Column: Chicago Is The Perfect Fit For Former Gators Coach Billy Donovan

GrahamMarsh_

Sometimes in life, you need a change of scenery. 

And it doesn't necessarily mean that something is wrong with you or someone else or something else. People are finite, and so are relationships. 

Yes, some relationships last longer than others. Many of us grew up in married households where your parents have seemingly been together forever. Also, many of us grew up in homes where the thought of our parents together at all seems odd. 

Either way, in relationships, like people, at some point the story ends. On September 8th, the story of Billy Donovan as the Oklahoma City Thunder's head coach ended. After five years and five playoff appearances, the 56-year-old coach and the organization mutually agreed to part ways. 

And just two weeks later, Donovan has started dating again. With interest from multiple teams the night he became single, the former Gators head coach is now with the Chicago Bulls. 

For Donovan, OKC was the marriage that just didn't work out. No need for bad blood, both parties just respectfully moved on. But Chicago was the work friend that's always around, the one where the conversation at the water cooler always lasts a little longer than it does with anyone else. 

Chicago was 'the one' all along. Here's why. 

While Donovan has shown success at the pro level, and he has proven more than capable of winning in the NBA (239-153 record as head coach with 15 playoff wins), his coaching style is still that of a college coach. He is at his best when he takes young, raw and slightly underrated talent and makes it all work. 

The reality is, as attractive as the Thunder job was at the time he took it, Kevin Durant and Russell Westbrook never fit that description. Donovan's best attribute as a coach, player development, was somewhat stripped of him. What else can you teach Kevin Durant that he doesn't already know? 

So, this brings us to the Bulls. 

Guard Zach LaVine averages 25 points per game. The 6-foot-6, 200-pound 25-year-old out of UCLA has proven himself as one of the best young scorers in the game. Point guard Coby White out of North Carolina is already averaging 13.2 points per game at just 20 years old. Also, 23-year-old, 7-foot Lauri Markkanen brings you 14.7 points per game along with 6.3 rebounds. 

The Bulls also have some veteran leadership, such as Thaddeus Young and Otto Porter Jr. Between the two of them lies 22 years of NBA experience to such an otherwise-young squad. 

This team has talent, but it isn't good. 

In the past five years, Chicago has one playoff appearance, a first-round exit thanks to the Boston Celtics. Further, in an 82-game schedule, the windy city's basketball team hasn't reached 30 wins in each of its past three seasons. 

Insert Donovan. 

With a less-than-elite bunch this season in OKC, UF's former head man got the Thunder back to the playoffs. That was an impressive feat, considering the only players on that roster that could ever begin to think about being all-stars are Steven Adams and Chris Paul. 

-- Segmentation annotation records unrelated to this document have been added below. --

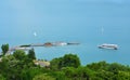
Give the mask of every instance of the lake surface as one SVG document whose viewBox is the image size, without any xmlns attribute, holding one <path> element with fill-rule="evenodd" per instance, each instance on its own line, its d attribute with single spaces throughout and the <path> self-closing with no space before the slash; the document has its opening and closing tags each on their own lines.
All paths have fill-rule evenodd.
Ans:
<svg viewBox="0 0 130 80">
<path fill-rule="evenodd" d="M 80 42 L 35 51 L 37 58 L 48 61 L 73 53 L 82 65 L 100 61 L 130 65 L 129 9 L 127 0 L 1 1 L 0 45 Z M 118 44 L 119 50 L 98 49 L 102 43 Z"/>
</svg>

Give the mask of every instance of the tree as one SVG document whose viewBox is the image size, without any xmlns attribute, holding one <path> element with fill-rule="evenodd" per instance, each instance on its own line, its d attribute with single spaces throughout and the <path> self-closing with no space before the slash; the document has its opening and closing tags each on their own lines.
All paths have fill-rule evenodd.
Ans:
<svg viewBox="0 0 130 80">
<path fill-rule="evenodd" d="M 28 56 L 29 58 L 31 58 L 31 59 L 36 59 L 35 51 L 34 51 L 34 50 L 29 50 L 27 56 Z"/>
<path fill-rule="evenodd" d="M 80 61 L 79 57 L 75 54 L 66 54 L 63 56 L 63 59 L 58 64 L 61 67 L 79 67 Z"/>
<path fill-rule="evenodd" d="M 5 55 L 5 53 L 9 51 L 9 44 L 8 43 L 6 44 L 2 44 L 1 49 L 2 49 L 3 55 Z"/>
<path fill-rule="evenodd" d="M 63 67 L 79 67 L 79 57 L 75 54 L 66 54 L 63 57 L 54 58 L 51 61 L 51 69 L 60 70 Z"/>
<path fill-rule="evenodd" d="M 16 59 L 24 59 L 26 57 L 26 54 L 24 51 L 22 50 L 16 50 L 14 53 L 13 53 L 13 56 L 16 58 Z"/>
<path fill-rule="evenodd" d="M 55 80 L 55 78 L 41 74 L 41 75 L 36 76 L 32 80 Z"/>
</svg>

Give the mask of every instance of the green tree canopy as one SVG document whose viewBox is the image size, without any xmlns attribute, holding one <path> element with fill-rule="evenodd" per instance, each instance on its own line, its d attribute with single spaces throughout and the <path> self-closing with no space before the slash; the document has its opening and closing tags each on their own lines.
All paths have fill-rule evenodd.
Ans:
<svg viewBox="0 0 130 80">
<path fill-rule="evenodd" d="M 32 80 L 55 80 L 55 78 L 41 74 L 41 75 L 36 76 Z"/>
<path fill-rule="evenodd" d="M 5 55 L 5 53 L 9 51 L 9 44 L 8 43 L 6 44 L 2 44 L 1 49 L 2 49 L 3 55 Z"/>
<path fill-rule="evenodd" d="M 28 51 L 28 55 L 27 55 L 27 56 L 28 56 L 29 58 L 31 58 L 31 59 L 36 59 L 36 55 L 35 55 L 34 49 Z"/>
<path fill-rule="evenodd" d="M 63 67 L 79 67 L 80 59 L 75 54 L 65 54 L 63 57 L 54 58 L 51 61 L 52 69 L 62 69 Z"/>
</svg>

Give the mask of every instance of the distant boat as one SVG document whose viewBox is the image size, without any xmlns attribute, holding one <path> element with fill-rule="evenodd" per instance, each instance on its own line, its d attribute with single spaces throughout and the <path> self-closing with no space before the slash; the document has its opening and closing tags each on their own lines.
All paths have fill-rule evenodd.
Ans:
<svg viewBox="0 0 130 80">
<path fill-rule="evenodd" d="M 117 50 L 118 45 L 117 44 L 103 43 L 101 45 L 98 45 L 98 48 L 100 48 L 100 49 L 114 49 L 114 50 Z"/>
</svg>

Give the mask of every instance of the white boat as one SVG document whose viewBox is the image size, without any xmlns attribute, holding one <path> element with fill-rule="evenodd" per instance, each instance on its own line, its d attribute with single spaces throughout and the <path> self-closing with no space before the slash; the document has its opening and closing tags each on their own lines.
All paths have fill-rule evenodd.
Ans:
<svg viewBox="0 0 130 80">
<path fill-rule="evenodd" d="M 108 44 L 108 43 L 103 43 L 101 45 L 98 45 L 100 49 L 114 49 L 117 50 L 118 45 L 117 44 Z"/>
</svg>

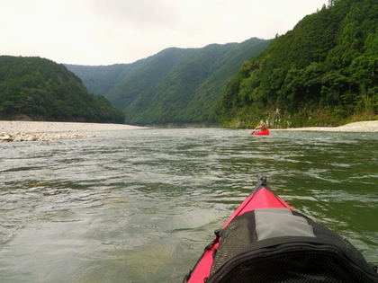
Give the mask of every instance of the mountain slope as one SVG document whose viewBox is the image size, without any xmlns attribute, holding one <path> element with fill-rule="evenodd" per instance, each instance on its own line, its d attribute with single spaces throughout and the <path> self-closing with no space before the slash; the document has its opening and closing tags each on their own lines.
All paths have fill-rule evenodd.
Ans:
<svg viewBox="0 0 378 283">
<path fill-rule="evenodd" d="M 224 125 L 337 125 L 378 114 L 378 3 L 337 0 L 245 62 L 220 100 Z"/>
<path fill-rule="evenodd" d="M 63 65 L 40 57 L 0 56 L 0 119 L 123 123 L 104 96 L 89 93 Z"/>
<path fill-rule="evenodd" d="M 67 66 L 94 93 L 104 93 L 122 110 L 127 123 L 215 123 L 215 105 L 228 80 L 243 61 L 258 55 L 269 42 L 253 38 L 202 49 L 170 48 L 133 64 L 96 66 L 95 72 L 96 67 Z M 116 67 L 118 71 L 108 76 Z"/>
</svg>

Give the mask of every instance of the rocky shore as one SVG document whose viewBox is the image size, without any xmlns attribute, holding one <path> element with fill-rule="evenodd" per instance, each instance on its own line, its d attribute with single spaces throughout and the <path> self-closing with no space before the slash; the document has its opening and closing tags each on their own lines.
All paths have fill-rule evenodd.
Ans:
<svg viewBox="0 0 378 283">
<path fill-rule="evenodd" d="M 147 128 L 124 124 L 34 122 L 0 120 L 0 142 L 48 141 L 94 137 L 85 132 Z M 274 129 L 273 129 L 274 130 Z M 378 120 L 350 123 L 339 127 L 309 127 L 277 130 L 378 132 Z"/>
<path fill-rule="evenodd" d="M 34 122 L 0 120 L 0 142 L 49 141 L 94 137 L 81 132 L 144 128 L 123 124 Z M 79 134 L 80 133 L 80 134 Z"/>
</svg>

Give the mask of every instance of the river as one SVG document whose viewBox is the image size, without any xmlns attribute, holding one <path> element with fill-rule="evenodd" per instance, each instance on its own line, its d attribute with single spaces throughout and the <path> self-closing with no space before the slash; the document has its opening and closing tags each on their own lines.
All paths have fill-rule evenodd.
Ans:
<svg viewBox="0 0 378 283">
<path fill-rule="evenodd" d="M 378 133 L 91 134 L 0 144 L 3 283 L 181 282 L 258 173 L 378 263 Z"/>
</svg>

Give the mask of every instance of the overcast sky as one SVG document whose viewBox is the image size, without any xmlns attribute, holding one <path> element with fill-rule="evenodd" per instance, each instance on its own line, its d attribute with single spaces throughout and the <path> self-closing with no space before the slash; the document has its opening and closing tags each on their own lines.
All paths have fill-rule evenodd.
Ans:
<svg viewBox="0 0 378 283">
<path fill-rule="evenodd" d="M 0 0 L 0 55 L 132 63 L 169 48 L 284 34 L 328 0 Z"/>
</svg>

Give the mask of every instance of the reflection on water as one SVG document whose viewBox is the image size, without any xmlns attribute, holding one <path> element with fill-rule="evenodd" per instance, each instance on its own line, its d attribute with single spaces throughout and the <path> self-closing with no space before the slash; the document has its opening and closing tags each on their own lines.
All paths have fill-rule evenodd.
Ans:
<svg viewBox="0 0 378 283">
<path fill-rule="evenodd" d="M 378 263 L 377 134 L 96 135 L 0 144 L 2 282 L 180 282 L 259 172 Z"/>
</svg>

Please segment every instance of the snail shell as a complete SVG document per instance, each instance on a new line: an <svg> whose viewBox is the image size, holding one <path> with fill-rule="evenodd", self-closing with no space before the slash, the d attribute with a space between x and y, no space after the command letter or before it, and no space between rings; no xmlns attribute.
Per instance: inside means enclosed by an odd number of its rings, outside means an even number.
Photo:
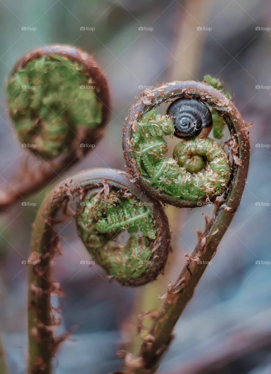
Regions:
<svg viewBox="0 0 271 374"><path fill-rule="evenodd" d="M178 99L168 108L167 114L174 123L174 135L177 138L205 138L213 126L211 112L196 99Z"/></svg>

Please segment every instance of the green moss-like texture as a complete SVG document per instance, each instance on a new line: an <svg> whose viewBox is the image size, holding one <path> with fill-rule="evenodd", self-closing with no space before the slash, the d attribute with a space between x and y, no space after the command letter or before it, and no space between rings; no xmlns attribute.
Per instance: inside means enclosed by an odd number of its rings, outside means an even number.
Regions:
<svg viewBox="0 0 271 374"><path fill-rule="evenodd" d="M18 69L7 93L20 141L45 159L66 152L78 126L94 128L101 121L102 104L91 87L82 66L55 54Z"/></svg>
<svg viewBox="0 0 271 374"><path fill-rule="evenodd" d="M189 201L221 194L230 175L225 152L210 138L195 138L181 140L174 158L164 157L168 147L163 136L174 131L171 120L155 109L134 126L131 151L140 173L159 190Z"/></svg>
<svg viewBox="0 0 271 374"><path fill-rule="evenodd" d="M85 199L77 215L82 239L94 260L108 274L125 283L140 277L151 267L151 243L157 228L152 210L134 196L125 198L111 191L97 200L97 193ZM119 237L130 234L126 243ZM141 231L142 234L137 234Z"/></svg>
<svg viewBox="0 0 271 374"><path fill-rule="evenodd" d="M213 78L210 75L204 76L204 82L209 83L214 88L223 92L226 97L229 100L231 99L231 94L228 91L225 90L224 86L219 79ZM216 113L213 110L212 111L213 117L213 135L216 139L221 139L223 136L224 129L226 125L226 122L223 117Z"/></svg>

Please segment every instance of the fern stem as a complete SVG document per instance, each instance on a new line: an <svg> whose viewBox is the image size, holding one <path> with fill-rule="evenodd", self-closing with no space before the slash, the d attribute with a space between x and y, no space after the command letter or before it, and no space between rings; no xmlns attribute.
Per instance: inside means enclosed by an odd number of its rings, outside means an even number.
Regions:
<svg viewBox="0 0 271 374"><path fill-rule="evenodd" d="M196 86L199 84L198 82L176 82L169 85L165 91L167 93L174 90L178 92L180 86L182 86L184 88L187 88L187 92L194 92L197 91ZM179 86L176 89L177 86ZM168 291L164 303L159 308L153 325L149 331L149 335L153 337L153 341L150 343L149 341L144 342L141 346L139 357L136 358L137 362L141 359L140 367L133 367L130 364L127 364L127 373L152 374L155 372L162 355L173 338L173 332L177 321L192 297L208 261L215 254L217 246L231 223L240 203L244 188L249 162L247 129L237 110L221 92L211 88L201 87L201 95L205 97L207 92L210 94L212 100L216 101L219 99L220 105L223 105L224 110L226 108L226 114L224 115L231 132L231 145L230 147L231 147L234 155L229 181L223 197L215 209L213 217L202 237L187 260L175 284ZM165 92L164 94L165 95ZM158 96L161 94L162 95L163 94L156 92L156 94ZM137 111L141 111L143 107L141 104L137 107L136 106L134 113L130 112L130 116L133 116L134 119L138 113ZM126 129L127 131L128 126ZM125 137L125 131L124 134ZM126 134L128 135L128 133ZM124 150L127 160L125 147ZM130 164L128 165L130 166ZM128 168L130 169L130 167ZM146 188L144 181L140 181L140 185L152 196L155 196L153 189L151 190L149 187ZM158 198L166 201L164 195L161 198L159 195ZM173 199L170 200L167 197L167 201L168 202L170 201L170 203L176 203ZM178 205L180 206L180 204ZM182 202L180 206L186 206L189 205L186 202Z"/></svg>
<svg viewBox="0 0 271 374"><path fill-rule="evenodd" d="M9 371L6 361L4 349L1 336L0 336L0 373L1 374L9 374Z"/></svg>
<svg viewBox="0 0 271 374"><path fill-rule="evenodd" d="M30 262L28 278L28 374L51 374L52 359L66 336L55 337L53 333L54 327L59 321L54 316L51 295L60 294L61 292L52 277L52 265L60 244L54 227L57 215L62 214L63 221L71 197L80 199L92 189L97 190L97 186L102 186L101 181L104 180L118 190L128 189L141 201L153 204L153 215L158 227L153 246L159 252L155 265L158 267L148 272L143 280L144 282L152 280L153 275L156 276L159 267L161 268L164 264L170 241L166 217L159 203L153 203L150 197L130 182L130 176L111 169L95 169L79 173L59 184L46 197L33 227L29 259L33 263ZM134 286L142 284L142 281L140 278L130 281L130 284Z"/></svg>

It was the best year in OKC for Donovan to flex his muscle as a coach. Without Westbrook to overload the stat sheet and dribble out possessions, we got to see Donovan's mind at work for seemingly the first time since he wore the collegiate version of orange and blue. 

The result? Taking a much more talented Houston Rockets team to seven games in the first round of the playoffs. 

Donovan in Chicago, with more young talent than this past year in OKC, will get to be what he was supposed to be in Oklahoma City - a developer of young talent. As bad as the Bulls have been, it is a strikingly attractive roster with tons of upside. 

It seems as though this relationship could be "the one" for both parties. This could be the one you take home to mom and dad. 

Now, with a sure-to-be strange offseason ahead due to COVID-19 and a start date for next season coming no earlier than Christmas Day, we will have to wait to see how the first date goes.